Complete step by step answer:
Given:
The energy of electrons, $E = 2keV$
The horizontal distance covered by electron, $GS = 0.1m$
The angle between lines of GS and x-axis, $\theta = {60^ \circ }$
The mass of the electron, $m = 9.1 \times {10^{ - 31}}$Kg
The minimum value of magnetic field intensity, ${B_{\min }} = 4.73 \times {10^{ - x}}T$

Firstly, let’s consider the energy of the electron. As the electron is in motion, so its energy will be completely kinetic energy.
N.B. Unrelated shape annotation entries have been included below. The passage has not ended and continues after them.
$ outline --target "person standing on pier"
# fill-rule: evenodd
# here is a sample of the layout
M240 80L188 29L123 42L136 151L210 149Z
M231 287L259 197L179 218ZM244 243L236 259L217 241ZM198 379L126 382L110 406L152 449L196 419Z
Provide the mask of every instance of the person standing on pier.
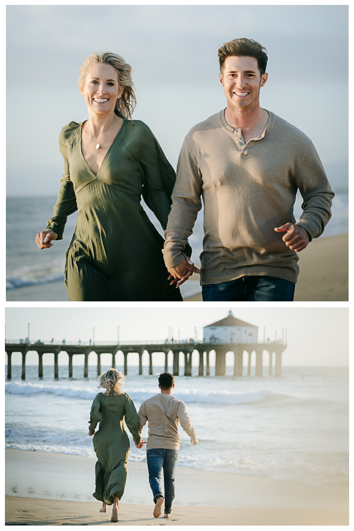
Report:
M176 174L148 126L131 119L131 74L116 54L87 57L79 84L89 119L71 122L59 135L65 171L54 215L36 243L46 249L62 239L67 217L78 210L66 253L71 301L182 301L168 280L163 238L140 203L142 195L165 229ZM191 263L191 252L187 246Z
M137 448L141 448L139 417L133 400L122 386L124 376L115 369L101 374L99 388L106 389L94 397L90 416L88 434L93 435L97 456L95 467L96 488L92 494L102 502L100 512L107 512L113 504L111 520L117 522L119 501L124 492L130 445L124 421ZM99 430L95 433L98 423Z
M161 392L143 402L138 413L140 434L148 423L146 461L149 481L155 504L153 516L156 518L161 516L164 501L165 518L171 517L172 502L175 498L175 469L180 441L178 421L191 438L191 443L194 445L198 443L185 404L172 395L174 387L174 376L169 372L162 373L159 376ZM142 441L136 445L137 448L142 448L144 444ZM162 469L164 494L161 487Z

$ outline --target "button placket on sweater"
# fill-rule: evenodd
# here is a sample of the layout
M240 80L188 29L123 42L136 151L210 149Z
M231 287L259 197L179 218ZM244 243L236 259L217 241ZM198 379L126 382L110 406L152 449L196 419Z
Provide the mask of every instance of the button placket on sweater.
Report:
M244 151L246 148L245 139L242 136L240 129L235 129L234 131L234 139L238 148L238 150L240 155L248 155L248 152Z

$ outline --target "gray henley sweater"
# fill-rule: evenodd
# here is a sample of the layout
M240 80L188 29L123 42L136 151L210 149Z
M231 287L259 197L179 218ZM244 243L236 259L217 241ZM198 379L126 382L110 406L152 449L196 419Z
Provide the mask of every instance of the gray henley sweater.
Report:
M196 440L185 404L172 395L159 393L148 398L142 404L137 414L140 421L140 434L146 422L149 423L146 450L178 450L180 441L178 421L189 437L193 441Z
M187 134L177 165L163 250L167 267L181 254L204 203L201 284L245 275L296 282L298 256L275 227L295 223L298 189L304 202L298 222L310 240L323 232L334 196L318 155L304 133L270 112L268 124L245 144L241 130L221 110Z

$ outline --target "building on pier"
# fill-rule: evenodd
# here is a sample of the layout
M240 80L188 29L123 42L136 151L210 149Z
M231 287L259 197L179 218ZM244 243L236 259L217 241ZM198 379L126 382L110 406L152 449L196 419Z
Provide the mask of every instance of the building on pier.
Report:
M208 324L203 330L204 343L256 343L258 327L234 317L231 310L225 319Z
M238 329L239 328L239 330ZM226 330L225 330L225 329ZM225 319L217 321L212 324L204 327L204 340L195 341L192 342L166 343L147 342L137 344L125 343L119 345L83 345L81 341L78 345L69 345L63 341L62 344L56 344L52 341L47 344L39 340L31 343L29 340L21 341L6 342L5 350L7 354L7 379L11 379L11 356L13 352L20 352L22 356L22 379L25 380L26 354L30 350L36 352L38 354L38 376L43 377L43 355L51 353L54 354L54 378L59 375L58 356L60 352L66 352L68 357L69 377L73 375L73 357L76 355L84 356L84 378L88 375L89 355L94 352L97 356L97 374L101 373L101 355L109 354L112 356L112 367L116 366L116 354L121 352L124 357L124 374L128 372L128 356L132 353L137 353L139 356L139 374L143 373L142 357L144 352L148 353L149 359L149 373L153 374L152 355L155 353L163 353L165 354L165 370L168 370L168 358L170 352L173 356L173 374L175 376L179 375L180 354L184 358L184 376L192 376L192 355L199 356L199 376L209 376L210 367L209 355L214 351L215 356L215 376L224 376L226 373L226 354L233 352L234 355L234 376L244 375L243 362L244 354L248 354L246 374L251 375L251 357L254 353L256 357L255 376L263 376L263 353L266 352L269 355L268 375L280 376L281 375L281 360L282 353L287 348L286 339L271 341L266 343L258 343L257 340L257 327L249 323L234 318L230 312ZM208 336L208 334L209 335ZM251 334L251 335L250 335ZM231 341L231 339L232 340ZM274 355L274 356L273 356ZM274 359L273 371L273 357Z

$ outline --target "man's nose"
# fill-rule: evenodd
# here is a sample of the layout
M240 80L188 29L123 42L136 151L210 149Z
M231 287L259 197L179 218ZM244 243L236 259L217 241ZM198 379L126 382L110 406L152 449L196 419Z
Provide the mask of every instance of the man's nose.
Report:
M246 79L243 75L240 75L237 78L236 81L236 85L237 87L239 87L240 89L243 89L246 87Z

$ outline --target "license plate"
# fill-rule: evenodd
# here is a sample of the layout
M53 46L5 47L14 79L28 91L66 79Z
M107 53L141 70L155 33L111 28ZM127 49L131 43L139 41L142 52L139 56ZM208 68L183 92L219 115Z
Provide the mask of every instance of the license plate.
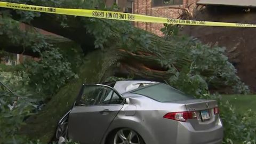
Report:
M210 115L208 110L202 110L201 111L202 119L203 121L208 120L210 119Z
If the kinetic energy of the electron is E, and mass of the electron is ‘m and ‘v’ be the velocity of the electron, then the mathematical expression for the same is:
$E = \dfrac{1}{2}m{v^2} \cdots \cdots \cdots \cdots \left( 1 \right)$
Substituting the given values in equation (1), we get:
$\eqalign{
  & E = \dfrac{1}{2}m{v^2} \cr
  & \Rightarrow 2 \times {10^3} \times 1.6 \times {10^{ - 19}} = \dfrac{1}{2} \times 9.1 \times {10^{ - 31}} \times {v^2} \cr
  & \Rightarrow v = \sqrt {\dfrac{{4 \times {{10}^3} \times 1.6 \times {{10}^{ - 19}}}}{{9.1 \times {{10}^{ - 31}}}}} \cr
  & \Rightarrow v = \sqrt 7 \times {10^7} \cr
  & \therefore v = 2.64 \times {10^7}m{s^{ - 1}} \cr} $
Now, if the direction of the magnetic field is not perpendicular to the direction of velocity of the electron, then the electron will undergo helical motion. The velocity component parallel to the magnetic field provides the forward motion while the perpendicular component provides the centripetal force. So here, we just need the parallel component. Pitch or the horizontal distance covered by electron GS is,
$GS = \dfrac{{2\pi mv\cos \theta }}{{q{B_{\min }}}} \cdots \cdots \cdots \cdots \left( 2 \right)$

The picture clearly shows that the angle between the magnetic field and velocity is ${60^ \circ }$. So, the minimum magnetic field required will be given by substituting the given and calculated value of velocity in equation (2), so we get:
$\eqalign{
  & GS = \dfrac{{2\pi mv\cos \theta }}{{q{B_{\min }}}} \cr
  & \Rightarrow {B_{\min }} = \dfrac{{2\pi mv\cos \theta }}{{q\left( {GS} \right)}} \cr
  & \Rightarrow {B_{\min }} = \dfrac{{2\pi \times 9.1 \times {{10}^{ - 31}} \times 2.64 \times {{10}^7}\cos {{60}^ \circ }}}{{1.6 \times {{10}^{ - 19}}\left( {0.1} \right)}} \cr
  & \therefore {B_{\min }} = 4.73 \times {10^{ - 3}}T \cr} $
By comparing the given expression for the minimum value of B and the calculated one, we get x is 3.
Therefore the value of x is 3.

Note:
A moving charged particle will experience no force if it is parallel to the magnetic field and thus the charged particle will continue moving along its line of force. But if the initial velocity of the charged particle is perpendicular to the magnetic field, then the force acting on it will be such that it continuously deflects the particle sideways without changing its velocity, thus resulting in a circular motion. These phenomena must be crystal clear to the students to solve problems like the given.